Would you buy a $600 Windows RT Tablet if the tablet performs as well as an iPad? If not, what will it take to entice you to buy?

4 Comments

4 Comments

  1. jjaegers

    09/18/2012 at 1:57 pm

    I have never understood the thinking that a tablet should cost less than a phone… All smartphones these days when purchased off contract usually cost above $300. The basis of this article says that a 10″ Windows RT tablet that includes MS Office probably 32GB of memory and full support for all the peripherals that you could ever want to attach to it should cost no more than $400… less than any comparable devices based on the same technology.

    Windows RT is designed to replace the need for a tablet and a laptop. I have an iPad, HP TouchPad (hacked with ICS), and 3 Kindle fires (my kids)… I hardly EVER touch any of the tablets… if I go beyond anything that requires more than a line of text to be typed in I would get up and go to my laptop. Give me a tablet that will replace my $600-$1200 laptop and my $400-500 laptop for $700 and I’m sold. 7″ tablets are not designed to be used as a productivity device… so you can’t compare them… and add a keyboard to an iPad if you want but it wasn’t designed for it… hell… I can’t even get the pictures off my camera card with my iPad… I need to go to my laptop for that.

    Windows RT isn’t going to “compete” with the iPad… it will in some aspects but it will really open a new category of devices that allow users to buy one device instead of two to get work and play done.

  2. Kevin Purcell

    09/18/2012 at 4:12 pm

    I hear you, but the Windows RT tablets based on ARM won’t run a full versin of Word or work with PC apps taht run on X86 so they are competing with iPad and Android. The cost then becomes the biggest hurdle.

  3. jjaegers

    09/18/2012 at 7:23 pm

    They will run a nearly full version of the Office ( https://blogs.office.com/b/office-next/archive/2012/09/13/building-office-for-windows-rt.aspx )… enough to give them to a user at my company and satisfy all their needs… and I bet users will be able to map drives to network resources. Add in APP-V to publish legacy apps for all the Windows RT users at my company and I have a fully functioning Tablet/PC running Windows RT and running legacy apps (hosted from my servers). For companies Windows RT is a no brainer…

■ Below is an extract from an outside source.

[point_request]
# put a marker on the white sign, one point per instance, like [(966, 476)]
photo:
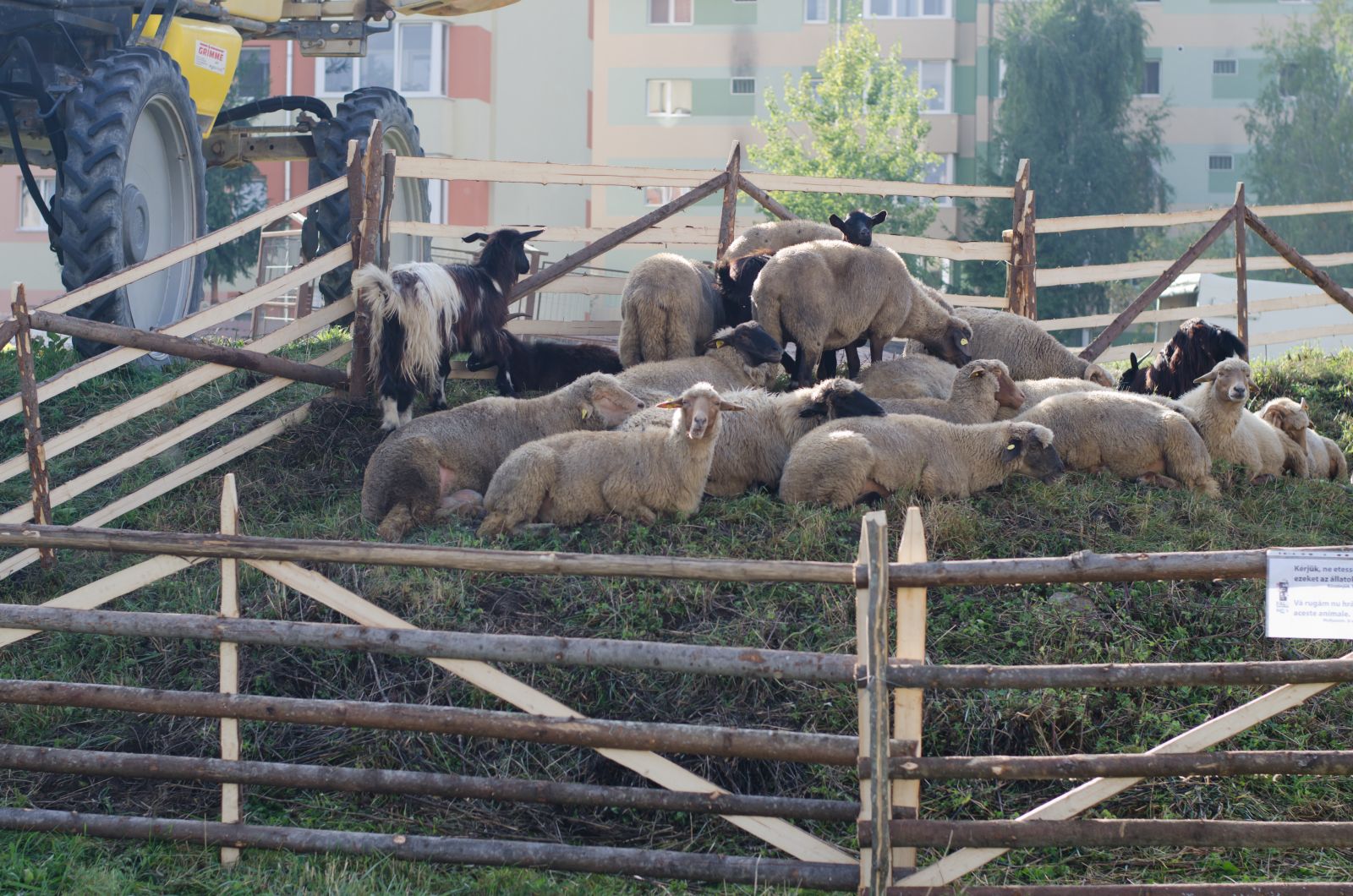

    Windows RT isn’t here to compete with the iPad… it’s here as that logical next step for PCs… it’s the evolution of PCs… imagine if Microsoft would have been this forward thinking in the phone space… taking a big risk on where they thought phones were going… well… now they are taking that risk and being forward thinking in the PC space. Windows RT will be competing with Windows and eventually will replace Windows. And most likely it will start to eat into the iPad/tablet market over time as well. There is no need for MS to try to kill off the iPad. Show me an iPad that can actually replace my computer for everything that I do… you can’t… show me an RT device that can… well you just might be able to… and that’s what I mean… RT is competition for PC platform and traditional Windows. It leaves behind the legacy stuff that has haunted Windows and also made it so safe and secure in the market. Windows RT is the future… Window 8 Pro is here to hold users over till we get to that future.

  4. Derick

    09/19/2012 at 5:59 am

    Would you buy a $600 Windows RT Tablet if the tablet performs as well as an iPad?

    The Surface Tablet is not designed to perform like an iPad.It’s a different kind of a tablet that seeks to define what a useful tablet should be.It’s a productive tool for those who want to work and it doesnt come short of entertainment either.This is a tablet for those who want a mobile office / computer in the shape and size of a normal tablet.Microsoft has set a new standard and Apple has to follow.